Both the Zionist Organization of America and Anti-Defamation League in recent months have urged Holder to investigate reports about the convoy’s links to Hamas.

The groups made their requests after Galloway and other Viva Palestina USA members appeared and reportedly raised funds at some college campuses in the spring and summer.

“Clearly, people and organizations in the United States cannot be allowed to solicit funds for foreign terrorist organizations,” Sherman wrote in his letter to Holder. “That such solicitation is occurring during the middle of the day at a public university is truly frightening,” he said, referring to the University of California, Irvine.

Sherman wrote similar letters expressing concern about the reports on Viva Palestina USA to Secretary of State Hillary Clinton, University of California, Irvine chancellor Michael Drake and Internal Revenue Service commissioner Douglas Shulman.

Viva Palestina USA was launched after the Viva Palestina group that Galloway set up in Britain sent a convoy to Gaza in March. It did not respond to request for comment.

At a meeting in Gaza with Hamas officials during the March trip, according to a report from terrorism expert Steve Emerson, Galloway held up a bag of cash and said “This is not charity. This is politics” and “We are giving this money now to the government of Palestine. And, if I could, I would give them 10 times, 100 times more.”

When the Viva Palestina USA convoy arrived in Gaza months later, there was no similar public event with Hamas, although the group reportedly did meet with Hamas leader Ismail Haniyeh.

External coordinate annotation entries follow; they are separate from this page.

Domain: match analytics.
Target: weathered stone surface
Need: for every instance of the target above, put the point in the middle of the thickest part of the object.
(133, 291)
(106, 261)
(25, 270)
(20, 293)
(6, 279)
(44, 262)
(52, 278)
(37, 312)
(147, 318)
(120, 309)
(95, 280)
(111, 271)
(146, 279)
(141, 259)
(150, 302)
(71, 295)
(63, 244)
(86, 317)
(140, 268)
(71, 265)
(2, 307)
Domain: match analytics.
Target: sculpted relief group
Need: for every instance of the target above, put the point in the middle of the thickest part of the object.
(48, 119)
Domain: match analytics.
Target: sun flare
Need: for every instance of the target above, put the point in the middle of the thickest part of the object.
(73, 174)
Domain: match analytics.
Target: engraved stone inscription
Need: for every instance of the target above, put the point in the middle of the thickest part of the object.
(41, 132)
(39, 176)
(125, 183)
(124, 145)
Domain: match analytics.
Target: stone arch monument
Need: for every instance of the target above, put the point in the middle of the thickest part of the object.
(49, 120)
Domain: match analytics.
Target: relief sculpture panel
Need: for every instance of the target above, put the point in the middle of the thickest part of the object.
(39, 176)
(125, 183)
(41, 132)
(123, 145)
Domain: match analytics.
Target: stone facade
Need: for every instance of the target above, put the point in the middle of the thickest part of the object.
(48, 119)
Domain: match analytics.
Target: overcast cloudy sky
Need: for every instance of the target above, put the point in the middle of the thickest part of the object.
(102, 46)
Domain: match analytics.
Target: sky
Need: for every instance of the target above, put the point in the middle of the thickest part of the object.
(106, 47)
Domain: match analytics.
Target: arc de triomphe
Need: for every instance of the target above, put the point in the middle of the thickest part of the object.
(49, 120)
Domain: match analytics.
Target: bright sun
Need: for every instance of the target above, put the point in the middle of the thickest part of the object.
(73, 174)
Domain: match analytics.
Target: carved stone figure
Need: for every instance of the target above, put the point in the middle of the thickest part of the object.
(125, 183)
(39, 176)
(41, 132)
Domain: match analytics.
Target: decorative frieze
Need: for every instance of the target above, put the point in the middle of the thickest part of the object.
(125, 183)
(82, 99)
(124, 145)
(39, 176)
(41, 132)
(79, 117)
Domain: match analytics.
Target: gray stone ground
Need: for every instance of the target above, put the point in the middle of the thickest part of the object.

Giving humanitarian aid to Gaza is legal under U.S. law, but providing it to Hamas officials or the Hamas government in Gaza would likely be considered illegal because Hamas is on the list of foreign terrorist organizations.

The most controversial appearance by Viva Palestina USA and Galloway in the United States came May 21 at the University of California, Irvine, a campus that has experienced tensions between Jewish and Muslim students and where a civil rights complaint was filed earlier this decade claiming a hostile environment for Jewish students. (A federal investigation found that the university acted appropriately.)

UC-Irvine has referred information about the event, which was sponsored by the Muslim Student Union, to the Federal Bureau of Investigation. ZOA leaders said they had obtained a video of the event and, at the bureau’s request, passed it on to law enforcement officials.

The university also says it is investigating whether the Muslim Student Union had violated university policy by raising money without the university’s authorization.

In a letter to the university’s campus counsel, the Muslim Student Union acknowledged that it may have “unknowingly breached university policy (as undoubtedly have every student organization on campus as well as university administrators).” But the student group rejected ZOA’s accusations that it may have raised money for Hamas as “nothing short of libel.”

“ZOA seeks to smear MSU’s reputation by maliciously accusing MSU of breaking U.S. laws without providing any real evidentiary backing,” the group said in its letter.

The ZOA praised the university’s decision to forward information on the Viva Palestina fund raising.

“They’ve done the right thing,” said Susan Tuchman, director of the ZOA’s Center for Law and Justice. “All groups should be held accountable.”

University spokeswoman Cathy Lawhon said the campus police forwarded information on the Viva Palestina fund raising to the FBI because it felt “they were the best agency to handle it.” She said outside counsel is examining whether the Muslim Student Union violated campus procedures.